In his fairy tale “Snegurochka” (“The Snow Maiden”) the prominent Russian playwright Nikolai Ostrovsky described the customs and rituals associated with the ancient pagan feast of Komoyeditsa and the traditional Slavic welcome of the Holy Spring on the Vernal Equinox Day when Snegurochka –Grandfather Frost’s granddaughter – melted (In Russia, Santa Claus is known as Grandfather Frost or Ded Moroz). Some time later the great Russian composer Nikolai Rimsky-Korsakov wrote a magnificent opera of the same name.
Vasily Surikov “Capture of the Snow Town” (1891)
The festivity had lost none of its merry spirit after the Orthodox church embraced it as a Christian holiday. There were special rituals for each day of the Butter week. Monday marked the welcoming of Maslenitsa, Tuesday was the day of “zaigryshi” – playful rituals. On Sweet-Tooth Wednesday mothers-in-law would invite their sons-in-law to come over (and that is precisely where the common Russian saying about going over to one’s mother-in-law for pancakes comes from! . Fat Thursday was dedicated to massive sledding and snowball fights. Fridays were when “evenings at mum-in-law’s” took place – sons-in-law would in their turn invite their mothers-in-law over for a meal. And Saturday was spent on “daughter-in-law parties”.
The most popular and, probably, the most colourful tradition associated with Maslenitsa was sledding. Everyone who owned a horse would parade along the streets of towns and villages, teams of horses racing ahead gaily: the wealthier citizens would flaunt well-groomed trotters and richly ornated sledge covered with carpets and bearskins, peasants’ horses would have been rubbed, no, practically polished to the point of shining, and decorated with ribbons and paper flowers.
The culmination of Maslenitsa is the burning of the straw effigy of winter to symbolise its departure and the coming of spring. This is usually preceded by songs, games, dancing, traditional reels, as well as opulent feasts of popular dishes – sbiten, a hot alcoholic drink with honey and spice, and pancakes. The sacrifice itself (and this is what it was originally all about) was in the form of a doll which was both scary and fun – an effigy of Lady Maslenitsa made of straw or rags, usually dressed as a woman, representing a sacred image of an ancient deity. It was then carried through the entire village, perched on a wheel into which a pole was stuck. Once the company was outside the village, the effigy was either drowned in an ice-hole, or simply burnt, or torn to pieces, while the remaining straw would be scattered about a field.
The ritual burning of the straw effigy of Maslenitsa also had its own significant meaning: destroying the symbol of winter was necessary for the subsequent return of its power in spring cereals.

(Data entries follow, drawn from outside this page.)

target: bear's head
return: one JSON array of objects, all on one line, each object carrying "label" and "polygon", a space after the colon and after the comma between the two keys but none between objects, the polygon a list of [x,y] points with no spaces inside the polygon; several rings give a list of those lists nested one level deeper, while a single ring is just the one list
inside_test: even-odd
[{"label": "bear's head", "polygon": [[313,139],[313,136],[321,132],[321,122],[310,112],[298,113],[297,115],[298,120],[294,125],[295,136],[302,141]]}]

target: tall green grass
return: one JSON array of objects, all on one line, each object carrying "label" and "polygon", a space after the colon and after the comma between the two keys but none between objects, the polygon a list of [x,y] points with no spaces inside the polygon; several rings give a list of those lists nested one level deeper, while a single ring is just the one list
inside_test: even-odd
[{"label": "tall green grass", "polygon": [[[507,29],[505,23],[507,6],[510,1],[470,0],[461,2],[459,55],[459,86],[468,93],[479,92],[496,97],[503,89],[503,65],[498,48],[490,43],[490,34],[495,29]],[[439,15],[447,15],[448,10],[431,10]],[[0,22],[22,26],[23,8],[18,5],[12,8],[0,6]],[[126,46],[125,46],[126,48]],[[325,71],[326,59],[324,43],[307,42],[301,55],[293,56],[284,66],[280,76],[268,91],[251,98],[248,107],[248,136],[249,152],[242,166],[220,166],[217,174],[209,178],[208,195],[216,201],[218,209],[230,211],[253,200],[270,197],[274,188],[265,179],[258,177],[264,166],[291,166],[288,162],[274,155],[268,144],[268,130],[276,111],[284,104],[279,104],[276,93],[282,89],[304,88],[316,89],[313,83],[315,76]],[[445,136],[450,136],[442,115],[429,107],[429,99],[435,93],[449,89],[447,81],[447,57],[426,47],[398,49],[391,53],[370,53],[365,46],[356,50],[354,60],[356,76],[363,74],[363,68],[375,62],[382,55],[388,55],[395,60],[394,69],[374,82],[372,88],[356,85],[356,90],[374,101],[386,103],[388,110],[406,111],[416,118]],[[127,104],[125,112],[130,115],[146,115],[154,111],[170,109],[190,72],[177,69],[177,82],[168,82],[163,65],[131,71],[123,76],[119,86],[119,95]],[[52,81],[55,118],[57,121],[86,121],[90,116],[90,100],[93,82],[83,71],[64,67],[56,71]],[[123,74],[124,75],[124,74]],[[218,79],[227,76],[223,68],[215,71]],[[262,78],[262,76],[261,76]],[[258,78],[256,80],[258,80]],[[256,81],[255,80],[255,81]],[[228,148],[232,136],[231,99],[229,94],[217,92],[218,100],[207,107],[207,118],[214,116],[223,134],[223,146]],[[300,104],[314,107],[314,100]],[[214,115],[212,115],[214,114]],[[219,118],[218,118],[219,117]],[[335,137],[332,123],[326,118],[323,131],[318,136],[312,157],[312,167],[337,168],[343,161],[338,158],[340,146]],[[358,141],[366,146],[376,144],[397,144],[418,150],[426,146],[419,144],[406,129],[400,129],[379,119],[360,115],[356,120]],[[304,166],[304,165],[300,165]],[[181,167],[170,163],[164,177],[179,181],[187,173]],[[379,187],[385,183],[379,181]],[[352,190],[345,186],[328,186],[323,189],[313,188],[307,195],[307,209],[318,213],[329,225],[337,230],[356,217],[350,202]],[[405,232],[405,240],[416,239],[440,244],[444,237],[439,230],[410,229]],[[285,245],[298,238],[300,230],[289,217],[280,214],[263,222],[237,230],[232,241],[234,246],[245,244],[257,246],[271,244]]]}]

The week of celebrations was concluded by Shrove Sunday the original meaning of which was to reconcile people with each other. Our ancestors - Rusichi, believed that they should enter the new year reconciled and at peace with each other.
So, on the last day of this very special week people used to say, and continue to do this today:
“Forgive me all that I owe you and all my trespasses against you”.